Here is another recipe I can claim as my own. Those I have shared it with have all really enjoyed it. It's great to bring to a pot luck. Put the skewers in a resealable container and the dip in a covered round container, transport in a cooler, and remove the lids to serve.
Individual Mozzerella Caprese
Mini fresh mozzerella balls (Sam's sells this in the 1 lb. container) Grape Tomatoes Fresh basil leaves Bamboo Skewers Balsamic Reduction for Mozzerella Caprese (recipe follows)
On each skewer, thread a grape tomato, a basil leaf, a mozzerella ball (you may want to cut each ball in half), another basil leaf and another grape tomato. Put these on a platter around a bowl of the Balsamic Reduction for dipping.
You can also julienne up some prosciutto and thread one strip on each toothpick around the other ingredients.
Balsamic Reduction for Mozzarella Caprese (This was shared by Kate, on AOL)

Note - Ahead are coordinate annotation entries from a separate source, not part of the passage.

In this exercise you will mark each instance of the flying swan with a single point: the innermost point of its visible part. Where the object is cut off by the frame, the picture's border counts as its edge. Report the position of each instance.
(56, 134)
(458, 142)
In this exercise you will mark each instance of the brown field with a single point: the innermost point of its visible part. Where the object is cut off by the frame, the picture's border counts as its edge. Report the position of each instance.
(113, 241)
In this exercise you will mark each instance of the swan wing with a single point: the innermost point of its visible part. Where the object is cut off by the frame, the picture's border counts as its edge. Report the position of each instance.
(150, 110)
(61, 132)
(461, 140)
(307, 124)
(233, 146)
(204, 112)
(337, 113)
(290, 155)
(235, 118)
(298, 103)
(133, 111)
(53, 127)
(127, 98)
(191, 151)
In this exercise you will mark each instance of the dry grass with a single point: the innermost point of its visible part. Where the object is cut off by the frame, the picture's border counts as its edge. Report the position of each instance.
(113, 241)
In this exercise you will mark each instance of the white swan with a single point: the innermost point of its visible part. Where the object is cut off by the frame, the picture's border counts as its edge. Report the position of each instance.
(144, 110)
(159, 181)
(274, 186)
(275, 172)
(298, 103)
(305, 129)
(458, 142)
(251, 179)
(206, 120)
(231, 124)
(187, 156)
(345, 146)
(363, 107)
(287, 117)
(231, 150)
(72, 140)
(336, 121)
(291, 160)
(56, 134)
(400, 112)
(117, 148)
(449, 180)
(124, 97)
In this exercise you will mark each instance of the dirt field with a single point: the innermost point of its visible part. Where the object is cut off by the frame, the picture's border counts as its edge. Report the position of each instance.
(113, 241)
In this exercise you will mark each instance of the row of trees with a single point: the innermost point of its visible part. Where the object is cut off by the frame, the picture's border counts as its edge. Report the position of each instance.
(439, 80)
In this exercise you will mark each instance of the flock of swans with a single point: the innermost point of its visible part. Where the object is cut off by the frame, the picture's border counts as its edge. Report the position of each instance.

1 bottle balsamic vinegar 1/2 cup sugar
Take the bottle of balsamic vinegar (it doesn't have to be the most expensive either) and pour it into a saucepan with about 1/2 cup of sugar. Heat, stirring constantly (he uses the back of a slotted spoon) for about 20-25 minutes until the sauce reduces to about half and coats the spoon. Don't allow to boil as the sugar will burn. You'll know when it's the right consistency when you take a little dab (about the size of a pearl) and put it on a chilled plate, and it holds it's shape pretty well. Cool and store in a covered container.